Department of Fundamental Microbiology, University of Lausanne, Lausanne, Switzerland.
mSphere. 2023 Apr 20;8(2):e0065822. doi: 10.1128/msphere.00658-22. Epub 2023 Mar 20.
Bacterial growth can be studied at the single cell level through time-lapse microscopy imaging. Technical advances in microscopy lead to increasing image quality, which in turn allows to visualize larger areas of growth, containing more and more cells. In this context, the use of automated computational tools becomes essential. In this paper, we present STrack, a tool that allows to track cells in time-lapse images in a fast and efficient way. We compared it to 3 recently published tracking tools on images ranging over 6 different bacterial strains with various morphologies. STrack showed to be the most consistent tracking tool, returning more than 80% of correct cell lineages on average, in comparison to manually annotated ground-truth. The python implementation of STrack, a docker structure, and a tutorial on how to download and use the tool can be found on the following github page: https://github.com/Helena-todd/STrack. Automated image analysis of growing prokaryotic cell populations becomes indispensable with larger data sets, such as derived by time-lapse microscopy. The tracking of the same individual cells and their daughter lineages is cumbersome and prone to errors in image alignment or poor resolution. Here, we present a simplified but highly effective tool for non-specialists to engage in cell tracking. The tool can be downloaded and run as a contained script-structure requiring minimal user input. Run times are fast, in comparison to other equivalent tools, and outputs consist of cell tables that can be subsequently used for lineage analysis, for which we offer examples. By providing open code, training data sets, as well as simplified script execution, we aimed to facilitate wide usage and further tool development for image analysis.
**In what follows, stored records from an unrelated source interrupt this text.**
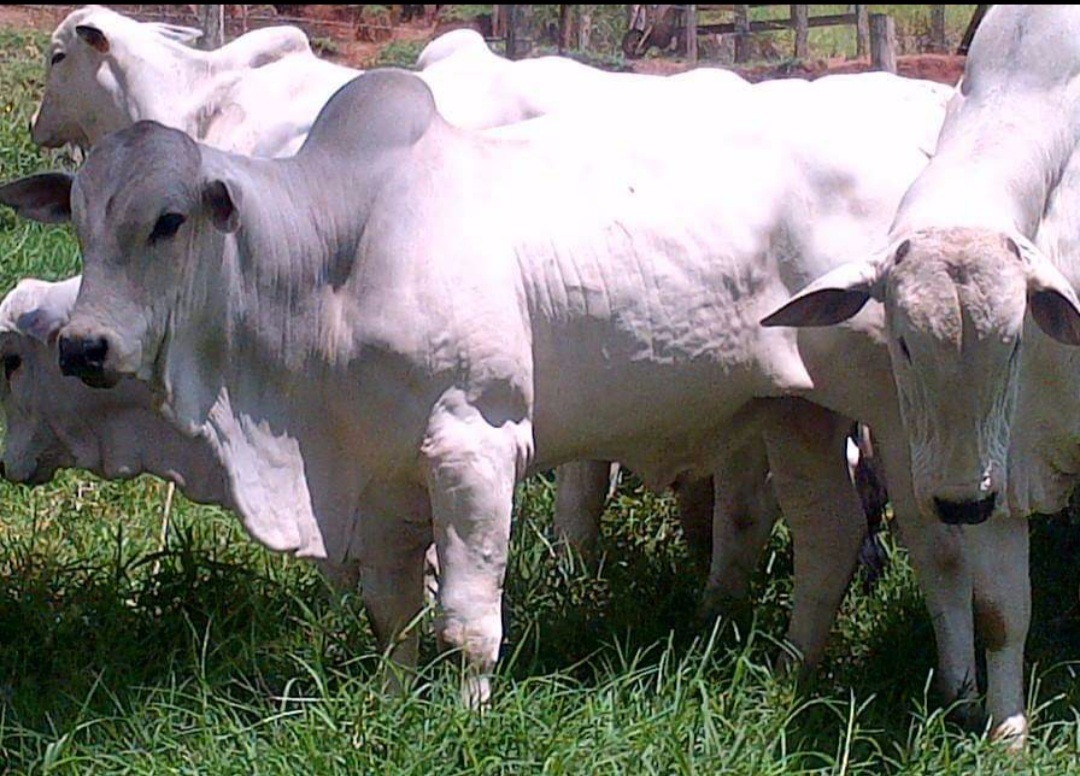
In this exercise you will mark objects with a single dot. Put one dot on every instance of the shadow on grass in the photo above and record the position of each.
(68, 628)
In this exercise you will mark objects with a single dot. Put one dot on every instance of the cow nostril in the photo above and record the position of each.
(83, 356)
(964, 513)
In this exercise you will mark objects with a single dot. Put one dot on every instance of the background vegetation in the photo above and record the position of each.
(211, 655)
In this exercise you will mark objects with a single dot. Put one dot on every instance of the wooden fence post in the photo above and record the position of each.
(882, 42)
(212, 21)
(742, 32)
(862, 30)
(937, 29)
(691, 33)
(564, 28)
(800, 17)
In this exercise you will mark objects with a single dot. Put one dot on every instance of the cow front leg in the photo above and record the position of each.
(806, 445)
(471, 470)
(392, 569)
(943, 570)
(1002, 603)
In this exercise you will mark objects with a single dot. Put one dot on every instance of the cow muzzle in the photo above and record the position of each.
(84, 357)
(964, 513)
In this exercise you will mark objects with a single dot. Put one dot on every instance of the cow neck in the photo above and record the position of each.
(993, 169)
(298, 218)
(188, 71)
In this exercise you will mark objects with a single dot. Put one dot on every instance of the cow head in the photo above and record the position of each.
(30, 315)
(955, 302)
(54, 421)
(84, 85)
(144, 214)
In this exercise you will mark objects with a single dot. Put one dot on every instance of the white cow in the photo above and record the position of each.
(985, 239)
(475, 87)
(108, 70)
(53, 422)
(257, 94)
(413, 263)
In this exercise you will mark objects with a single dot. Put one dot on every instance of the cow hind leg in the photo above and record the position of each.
(471, 471)
(744, 511)
(581, 490)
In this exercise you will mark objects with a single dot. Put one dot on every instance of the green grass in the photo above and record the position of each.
(211, 655)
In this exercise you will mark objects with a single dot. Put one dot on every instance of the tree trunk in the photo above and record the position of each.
(212, 21)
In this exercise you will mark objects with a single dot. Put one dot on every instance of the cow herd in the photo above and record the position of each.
(356, 309)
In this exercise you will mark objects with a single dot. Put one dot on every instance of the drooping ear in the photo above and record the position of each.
(833, 298)
(1050, 297)
(44, 198)
(223, 206)
(177, 32)
(93, 37)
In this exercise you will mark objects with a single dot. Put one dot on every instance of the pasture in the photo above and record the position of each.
(202, 653)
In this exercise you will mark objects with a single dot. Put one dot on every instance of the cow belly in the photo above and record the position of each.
(658, 419)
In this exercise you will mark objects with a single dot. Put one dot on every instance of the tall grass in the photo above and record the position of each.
(211, 655)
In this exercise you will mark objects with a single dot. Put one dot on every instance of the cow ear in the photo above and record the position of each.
(1050, 297)
(221, 204)
(833, 298)
(44, 198)
(93, 37)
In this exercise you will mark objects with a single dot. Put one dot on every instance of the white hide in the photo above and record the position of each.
(982, 320)
(138, 70)
(237, 95)
(590, 359)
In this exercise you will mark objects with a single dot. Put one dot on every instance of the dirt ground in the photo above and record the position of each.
(359, 41)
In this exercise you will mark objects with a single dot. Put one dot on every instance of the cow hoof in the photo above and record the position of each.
(1012, 733)
(476, 693)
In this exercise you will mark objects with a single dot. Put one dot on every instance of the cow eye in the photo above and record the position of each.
(903, 349)
(166, 226)
(11, 364)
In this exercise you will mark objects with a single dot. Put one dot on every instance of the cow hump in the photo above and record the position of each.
(379, 110)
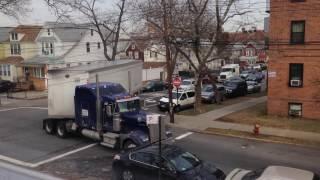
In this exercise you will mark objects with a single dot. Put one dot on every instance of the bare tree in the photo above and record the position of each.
(107, 24)
(201, 39)
(14, 8)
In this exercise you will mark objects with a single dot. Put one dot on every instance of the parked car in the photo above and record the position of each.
(187, 84)
(5, 86)
(182, 99)
(154, 85)
(253, 87)
(208, 94)
(272, 173)
(176, 164)
(235, 87)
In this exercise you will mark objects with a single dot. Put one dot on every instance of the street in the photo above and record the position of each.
(23, 142)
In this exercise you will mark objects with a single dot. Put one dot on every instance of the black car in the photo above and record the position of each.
(154, 85)
(6, 86)
(208, 94)
(143, 164)
(235, 87)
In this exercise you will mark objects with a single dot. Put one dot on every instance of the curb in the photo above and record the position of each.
(248, 138)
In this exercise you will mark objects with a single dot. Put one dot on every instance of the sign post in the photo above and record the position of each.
(177, 84)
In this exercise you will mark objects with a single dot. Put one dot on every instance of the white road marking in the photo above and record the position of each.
(34, 165)
(64, 155)
(183, 135)
(11, 109)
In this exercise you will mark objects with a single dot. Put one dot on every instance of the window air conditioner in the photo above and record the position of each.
(295, 113)
(295, 83)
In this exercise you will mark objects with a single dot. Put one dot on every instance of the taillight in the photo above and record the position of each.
(116, 157)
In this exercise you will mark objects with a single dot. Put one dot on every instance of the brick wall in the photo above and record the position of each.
(281, 54)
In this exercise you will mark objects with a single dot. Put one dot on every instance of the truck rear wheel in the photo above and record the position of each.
(49, 126)
(129, 144)
(62, 130)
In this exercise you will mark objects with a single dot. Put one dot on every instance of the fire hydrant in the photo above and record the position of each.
(256, 129)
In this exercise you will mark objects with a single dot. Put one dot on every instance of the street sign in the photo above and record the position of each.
(177, 82)
(153, 119)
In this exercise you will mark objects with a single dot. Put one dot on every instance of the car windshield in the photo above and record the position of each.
(230, 83)
(183, 161)
(186, 82)
(129, 106)
(175, 95)
(253, 175)
(227, 69)
(207, 89)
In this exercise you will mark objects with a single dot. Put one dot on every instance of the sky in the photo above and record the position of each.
(40, 13)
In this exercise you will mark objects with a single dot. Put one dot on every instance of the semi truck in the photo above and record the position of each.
(102, 111)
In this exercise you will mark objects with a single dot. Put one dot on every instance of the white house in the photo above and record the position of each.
(63, 45)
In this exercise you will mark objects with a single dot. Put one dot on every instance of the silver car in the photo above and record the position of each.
(272, 173)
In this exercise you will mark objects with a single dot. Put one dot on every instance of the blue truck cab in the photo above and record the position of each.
(115, 118)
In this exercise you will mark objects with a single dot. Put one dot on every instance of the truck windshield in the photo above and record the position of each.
(227, 70)
(129, 106)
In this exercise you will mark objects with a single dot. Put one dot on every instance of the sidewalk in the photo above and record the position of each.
(207, 120)
(27, 95)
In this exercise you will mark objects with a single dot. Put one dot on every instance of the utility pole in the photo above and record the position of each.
(98, 106)
(168, 58)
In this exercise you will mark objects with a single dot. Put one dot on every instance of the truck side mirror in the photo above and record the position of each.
(109, 110)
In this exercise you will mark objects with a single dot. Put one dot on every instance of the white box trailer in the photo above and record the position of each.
(62, 82)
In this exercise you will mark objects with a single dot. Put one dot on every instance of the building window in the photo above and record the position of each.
(295, 75)
(8, 70)
(295, 109)
(297, 32)
(136, 54)
(88, 47)
(14, 36)
(15, 49)
(38, 73)
(47, 48)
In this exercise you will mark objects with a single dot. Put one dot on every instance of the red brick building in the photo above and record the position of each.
(294, 64)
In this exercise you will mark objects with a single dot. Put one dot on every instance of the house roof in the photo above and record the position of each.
(151, 65)
(16, 60)
(30, 32)
(68, 32)
(245, 37)
(4, 34)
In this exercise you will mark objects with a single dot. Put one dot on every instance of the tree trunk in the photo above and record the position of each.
(198, 103)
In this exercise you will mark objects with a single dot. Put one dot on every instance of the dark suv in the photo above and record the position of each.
(235, 87)
(144, 164)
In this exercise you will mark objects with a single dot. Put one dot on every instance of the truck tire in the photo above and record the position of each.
(129, 144)
(49, 126)
(177, 108)
(62, 130)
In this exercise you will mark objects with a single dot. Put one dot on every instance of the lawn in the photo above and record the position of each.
(206, 107)
(258, 115)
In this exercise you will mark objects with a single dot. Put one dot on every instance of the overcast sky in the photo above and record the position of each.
(40, 13)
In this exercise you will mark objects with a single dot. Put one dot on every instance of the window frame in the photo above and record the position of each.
(296, 104)
(292, 42)
(291, 74)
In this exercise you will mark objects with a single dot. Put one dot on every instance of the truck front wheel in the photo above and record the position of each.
(49, 126)
(129, 144)
(62, 130)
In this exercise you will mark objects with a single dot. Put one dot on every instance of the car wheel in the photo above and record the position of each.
(129, 144)
(62, 130)
(49, 126)
(127, 175)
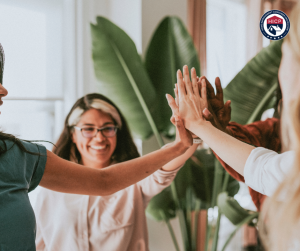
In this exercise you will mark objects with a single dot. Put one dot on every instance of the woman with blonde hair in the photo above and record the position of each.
(264, 170)
(96, 134)
(25, 165)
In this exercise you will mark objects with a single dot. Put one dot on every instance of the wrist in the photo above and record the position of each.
(196, 126)
(178, 148)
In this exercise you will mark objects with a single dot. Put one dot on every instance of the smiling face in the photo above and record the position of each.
(97, 151)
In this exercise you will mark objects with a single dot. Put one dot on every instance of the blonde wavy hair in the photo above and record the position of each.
(280, 219)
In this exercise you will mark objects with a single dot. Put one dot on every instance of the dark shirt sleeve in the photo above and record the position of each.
(35, 171)
(260, 134)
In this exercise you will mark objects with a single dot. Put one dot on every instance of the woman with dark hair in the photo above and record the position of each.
(96, 134)
(24, 166)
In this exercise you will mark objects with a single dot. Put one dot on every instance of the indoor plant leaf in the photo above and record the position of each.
(162, 202)
(170, 48)
(232, 209)
(121, 75)
(198, 174)
(253, 87)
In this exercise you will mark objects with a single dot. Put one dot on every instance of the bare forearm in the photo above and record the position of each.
(229, 149)
(64, 176)
(180, 160)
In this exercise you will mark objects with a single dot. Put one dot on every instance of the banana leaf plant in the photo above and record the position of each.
(252, 91)
(138, 89)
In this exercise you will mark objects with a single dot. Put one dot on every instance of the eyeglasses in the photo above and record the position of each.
(90, 131)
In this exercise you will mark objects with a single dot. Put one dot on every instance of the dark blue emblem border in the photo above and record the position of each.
(283, 15)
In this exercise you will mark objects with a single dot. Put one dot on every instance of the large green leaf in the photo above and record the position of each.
(252, 89)
(198, 174)
(194, 181)
(121, 75)
(171, 48)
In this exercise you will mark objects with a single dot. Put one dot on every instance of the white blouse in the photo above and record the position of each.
(266, 169)
(90, 223)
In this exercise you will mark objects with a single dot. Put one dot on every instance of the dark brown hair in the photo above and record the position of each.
(66, 149)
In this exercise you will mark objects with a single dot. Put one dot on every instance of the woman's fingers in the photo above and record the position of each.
(186, 75)
(173, 120)
(203, 90)
(181, 86)
(176, 95)
(194, 81)
(172, 105)
(219, 88)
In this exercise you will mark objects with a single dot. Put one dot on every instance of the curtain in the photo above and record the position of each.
(197, 29)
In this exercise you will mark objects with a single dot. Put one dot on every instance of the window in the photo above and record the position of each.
(226, 39)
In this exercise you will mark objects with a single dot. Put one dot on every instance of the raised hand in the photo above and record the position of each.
(190, 103)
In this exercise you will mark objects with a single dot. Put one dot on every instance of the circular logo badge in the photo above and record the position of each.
(274, 25)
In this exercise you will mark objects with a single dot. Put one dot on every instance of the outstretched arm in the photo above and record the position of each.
(67, 177)
(231, 150)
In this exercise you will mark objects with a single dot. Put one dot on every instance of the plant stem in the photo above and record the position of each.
(195, 225)
(139, 96)
(216, 236)
(171, 231)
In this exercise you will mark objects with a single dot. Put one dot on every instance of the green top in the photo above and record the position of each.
(20, 173)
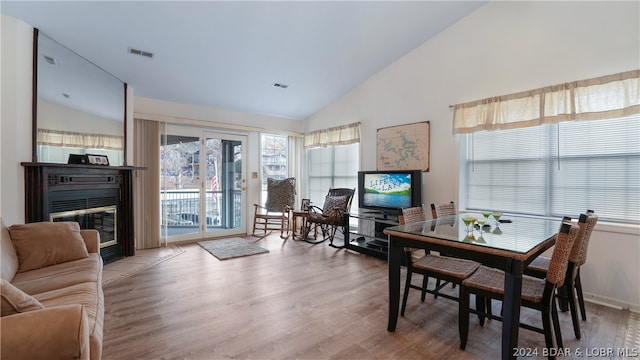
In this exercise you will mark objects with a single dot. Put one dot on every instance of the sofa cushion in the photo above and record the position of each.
(15, 300)
(47, 243)
(91, 297)
(87, 270)
(9, 258)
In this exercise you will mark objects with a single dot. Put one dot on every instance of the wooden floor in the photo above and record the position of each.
(302, 301)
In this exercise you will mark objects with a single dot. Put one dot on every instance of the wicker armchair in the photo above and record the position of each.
(537, 294)
(572, 288)
(274, 215)
(444, 268)
(331, 216)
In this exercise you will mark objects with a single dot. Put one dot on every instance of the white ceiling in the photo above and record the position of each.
(228, 54)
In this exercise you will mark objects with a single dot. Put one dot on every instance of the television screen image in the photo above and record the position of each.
(387, 190)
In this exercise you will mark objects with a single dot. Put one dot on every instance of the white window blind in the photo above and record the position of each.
(558, 169)
(332, 167)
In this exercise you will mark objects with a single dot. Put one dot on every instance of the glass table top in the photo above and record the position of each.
(518, 234)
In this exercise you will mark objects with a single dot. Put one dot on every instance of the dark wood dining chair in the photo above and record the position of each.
(571, 291)
(537, 294)
(441, 268)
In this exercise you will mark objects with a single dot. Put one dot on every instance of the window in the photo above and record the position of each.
(274, 150)
(556, 169)
(331, 167)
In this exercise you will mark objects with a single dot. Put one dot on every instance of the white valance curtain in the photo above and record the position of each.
(79, 140)
(605, 97)
(339, 135)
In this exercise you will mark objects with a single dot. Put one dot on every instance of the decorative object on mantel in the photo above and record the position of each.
(98, 159)
(88, 159)
(403, 147)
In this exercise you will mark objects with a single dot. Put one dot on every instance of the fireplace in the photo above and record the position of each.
(103, 219)
(97, 197)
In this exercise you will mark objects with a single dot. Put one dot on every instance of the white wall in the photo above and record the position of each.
(501, 48)
(15, 121)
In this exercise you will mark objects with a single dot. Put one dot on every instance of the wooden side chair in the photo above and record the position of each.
(537, 294)
(274, 215)
(331, 216)
(572, 288)
(444, 268)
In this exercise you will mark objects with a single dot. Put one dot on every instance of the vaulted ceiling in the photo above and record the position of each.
(229, 54)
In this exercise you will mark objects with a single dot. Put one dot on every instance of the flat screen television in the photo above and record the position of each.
(388, 191)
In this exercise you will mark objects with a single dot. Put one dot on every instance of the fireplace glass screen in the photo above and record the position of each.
(102, 219)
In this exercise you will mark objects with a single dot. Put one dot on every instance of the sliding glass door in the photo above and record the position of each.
(202, 184)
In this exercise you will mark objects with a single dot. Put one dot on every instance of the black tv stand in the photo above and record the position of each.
(369, 238)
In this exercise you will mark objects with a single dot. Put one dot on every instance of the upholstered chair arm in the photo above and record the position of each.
(92, 240)
(39, 334)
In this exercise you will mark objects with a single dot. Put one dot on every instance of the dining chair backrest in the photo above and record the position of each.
(411, 215)
(348, 193)
(560, 258)
(443, 209)
(591, 221)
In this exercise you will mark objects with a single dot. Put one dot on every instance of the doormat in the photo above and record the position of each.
(231, 248)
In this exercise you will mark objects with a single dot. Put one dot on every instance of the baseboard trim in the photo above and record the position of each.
(612, 303)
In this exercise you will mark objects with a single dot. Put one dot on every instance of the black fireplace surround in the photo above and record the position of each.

细菌生长可以通过延时显微镜成像在单细胞水平上进行研究。显微镜技术的进步导致图像质量不断提高,这反过来又可以使更大的生长区域可视化,其中包含越来越多的细胞。在这种情况下,使用自动化计算工具变得至关重要。在本文中,我们介绍了 STrack,这是一种允许快速有效地在延时图像中跟踪细胞的工具。我们将其与最近发表的 3 种跟踪工具进行了比较,这些工具的图像涵盖了具有不同形态的 6 种不同细菌菌株。STrack 表现出最一致的跟踪工具,与手动注释的地面实况相比,平均返回超过 80%的正确细胞谱系。STrack 的 Python 实现、Docker 结构以及有关如何下载和使用该工具的教程可在以下 GitHub 页面上找到:https://github.com/Helena-todd/STrack。随着更大的数据集(例如延时显微镜衍生的数据集)的出现,对不断增长的原核细胞群体进行自动化图像分析变得不可或缺。跟踪同一单个细胞及其子系是繁琐且容易出现图像对齐或分辨率差的错误。在这里,我们为非专业人员提供了一种简化但非常有效的工具,用于进行细胞跟踪。该工具可以下载并作为包含脚本结构运行,只需要最少的用户输入。与其他等效工具相比,运行时间很快,并且输出结果包括可随后用于谱系分析的细胞表,我们为此提供了示例。通过提供开放代码、训练数据集以及简化的脚本执行,我们旨在促进广泛使用和进一步开发用于图像分析的工具。